Despite the highly publicized campaign promoting cervical cancer screening in the country, health centers in Jinja lack the required tools and skills to carry out the screening exercise.
Cervical screening uses a test called cytology which most people know as the ‘smear test’. Cytology involves taking a sample of cells from the cervix with a small brush.
These cells are sent to a laboratory to be tested for abnormalities. By detecting and treating abnormal cells, screening can help prevent cervical cancer from developing.
Cervical cancer usually occurs amongst women above 30 years of age. Investigations carried out by our reporter at selected health centers in Jinja shows that they are not equipped to carry out cervical cancer screening.
Milly Akullo, a nursing assistant at Masese Port Health Center II says she has only heard about cervical screening in the media but she has not had the chance to receive any form of training. Julius Byansi, a clinician at Bugembe health centre IV says despite the fact that many people come to the health center demanding for cervical cancer screening they have not received any testing kits.
Byansi says at least 10 women come to Bugembe health center IV each months demanding for cervical cancer screening. 33-year old Mary Nakalanzi, a mother of two is a resident of Mpumudde village in Mpumudde / Kimaka division Jinja district. Nakalanzi says she has never tested for cervical cancer.
Robinah Mwangale, the Jinja district health educator says women in the district are missing out on cervical cancer screening because of lack of skills and testing kits. She says it is recommended that young women to undergo the cancer screening exercise before they become sexually active.
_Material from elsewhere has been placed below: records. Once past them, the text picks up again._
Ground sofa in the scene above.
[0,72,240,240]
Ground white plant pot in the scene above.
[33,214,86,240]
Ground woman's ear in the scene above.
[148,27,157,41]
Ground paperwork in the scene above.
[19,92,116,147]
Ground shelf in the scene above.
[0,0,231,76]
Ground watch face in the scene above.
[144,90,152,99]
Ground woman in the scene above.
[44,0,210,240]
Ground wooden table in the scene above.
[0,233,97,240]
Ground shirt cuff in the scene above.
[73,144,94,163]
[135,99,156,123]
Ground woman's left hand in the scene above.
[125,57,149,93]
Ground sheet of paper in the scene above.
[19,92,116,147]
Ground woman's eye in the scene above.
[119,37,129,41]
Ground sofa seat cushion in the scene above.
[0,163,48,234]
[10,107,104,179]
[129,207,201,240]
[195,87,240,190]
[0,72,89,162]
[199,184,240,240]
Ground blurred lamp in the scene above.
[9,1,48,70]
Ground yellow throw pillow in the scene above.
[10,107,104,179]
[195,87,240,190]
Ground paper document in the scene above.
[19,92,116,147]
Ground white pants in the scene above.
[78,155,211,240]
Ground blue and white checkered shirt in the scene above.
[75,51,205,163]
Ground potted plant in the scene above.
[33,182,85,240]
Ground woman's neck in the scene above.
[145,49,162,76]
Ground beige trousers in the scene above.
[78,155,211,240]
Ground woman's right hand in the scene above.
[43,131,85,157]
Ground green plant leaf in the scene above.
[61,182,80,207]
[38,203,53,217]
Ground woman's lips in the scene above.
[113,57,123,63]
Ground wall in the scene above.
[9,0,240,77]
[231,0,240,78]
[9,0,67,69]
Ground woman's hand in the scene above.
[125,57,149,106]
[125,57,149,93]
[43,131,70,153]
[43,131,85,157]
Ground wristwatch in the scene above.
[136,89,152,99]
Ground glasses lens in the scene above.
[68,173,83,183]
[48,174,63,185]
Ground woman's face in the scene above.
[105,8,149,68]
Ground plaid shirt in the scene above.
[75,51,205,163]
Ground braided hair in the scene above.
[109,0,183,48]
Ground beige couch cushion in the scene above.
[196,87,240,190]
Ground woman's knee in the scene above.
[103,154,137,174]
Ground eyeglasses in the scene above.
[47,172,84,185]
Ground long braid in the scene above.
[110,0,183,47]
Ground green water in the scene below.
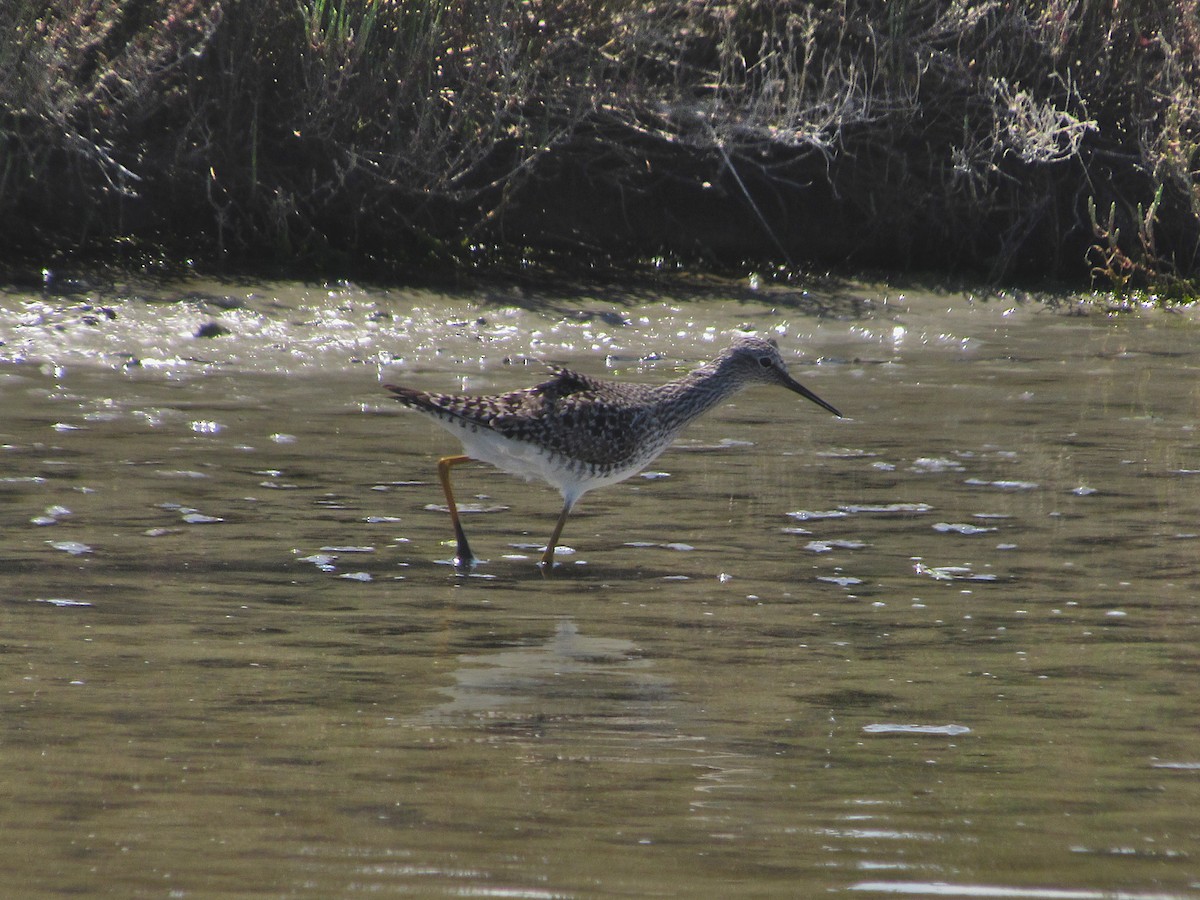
[0,283,1200,898]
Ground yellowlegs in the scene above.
[384,336,841,569]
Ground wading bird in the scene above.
[384,336,841,570]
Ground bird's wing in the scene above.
[490,366,646,464]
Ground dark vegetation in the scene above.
[0,0,1200,295]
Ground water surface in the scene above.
[0,282,1200,898]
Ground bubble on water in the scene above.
[184,510,224,524]
[863,722,971,737]
[838,503,934,515]
[911,456,962,473]
[29,506,71,526]
[300,553,337,572]
[804,539,866,553]
[912,563,997,581]
[787,509,850,522]
[817,575,863,588]
[47,541,92,557]
[962,478,1042,491]
[934,522,996,534]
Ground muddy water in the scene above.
[0,282,1200,898]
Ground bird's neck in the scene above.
[658,359,744,428]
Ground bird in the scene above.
[384,335,844,572]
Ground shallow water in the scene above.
[0,282,1200,898]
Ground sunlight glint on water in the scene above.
[0,278,1200,900]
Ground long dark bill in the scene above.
[784,376,846,419]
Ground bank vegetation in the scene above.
[0,0,1200,294]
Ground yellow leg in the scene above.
[438,456,475,565]
[540,503,571,571]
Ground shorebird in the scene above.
[384,336,841,570]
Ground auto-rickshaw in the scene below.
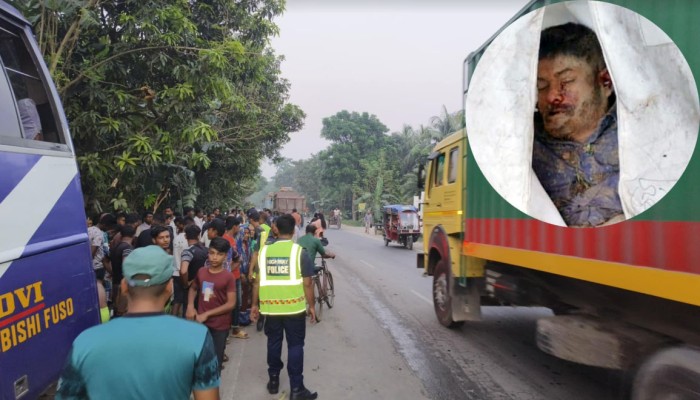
[382,204,420,250]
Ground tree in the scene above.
[14,0,304,214]
[319,110,389,218]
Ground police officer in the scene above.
[251,214,318,400]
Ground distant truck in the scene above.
[272,187,306,214]
[417,0,700,400]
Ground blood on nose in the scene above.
[546,85,564,105]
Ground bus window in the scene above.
[0,20,65,147]
[447,147,459,183]
[433,153,445,186]
[0,54,22,139]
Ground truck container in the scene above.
[272,187,306,214]
[417,0,700,399]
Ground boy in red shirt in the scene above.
[187,237,236,368]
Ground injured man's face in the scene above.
[537,55,612,142]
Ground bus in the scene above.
[0,1,100,400]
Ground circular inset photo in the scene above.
[465,1,700,227]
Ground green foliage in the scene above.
[14,0,304,214]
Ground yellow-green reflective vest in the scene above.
[258,240,306,315]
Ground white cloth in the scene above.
[173,232,190,276]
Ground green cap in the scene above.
[122,245,173,286]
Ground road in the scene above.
[222,226,623,400]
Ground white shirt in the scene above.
[173,232,190,276]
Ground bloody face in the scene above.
[537,55,612,142]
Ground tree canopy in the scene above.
[13,0,304,211]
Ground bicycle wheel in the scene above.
[314,273,325,321]
[323,270,335,308]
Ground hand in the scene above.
[185,306,197,321]
[250,306,260,322]
[195,313,209,324]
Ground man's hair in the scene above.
[100,214,117,230]
[226,216,241,231]
[119,224,136,238]
[185,224,202,240]
[208,218,226,236]
[124,213,140,225]
[151,225,170,239]
[539,22,606,74]
[153,213,165,225]
[209,237,231,253]
[127,274,170,299]
[275,214,296,235]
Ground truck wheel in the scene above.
[433,259,464,328]
[632,347,700,400]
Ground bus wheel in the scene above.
[433,259,464,328]
[632,347,700,400]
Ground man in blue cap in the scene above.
[56,246,220,400]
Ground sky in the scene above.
[262,0,529,178]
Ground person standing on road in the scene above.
[297,225,335,262]
[56,246,220,400]
[187,237,236,369]
[365,210,373,233]
[250,214,318,400]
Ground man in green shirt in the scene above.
[297,225,335,266]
Currently 7.32 million women of reproductive age from 15 years of age and above are at the risk of developing cervical cancer in Uganda. In April 2013, ministry of health carried out massive cervical cancer vaccination in 12 districts of Uganda, leaving millions of women across the country.
Dr Prosy Mugenyi, the Programme Manager of the National Expanded programme on Immunization says 15000 girls were screened in the pilot project. Cancer of the cervix is the second commonest type of cancer in women after breast cancer in Uganda.
According to the WHO, 3577 women are diagnosed with cervical cancer in Uganda each year and about 2,464 die from the disease annually.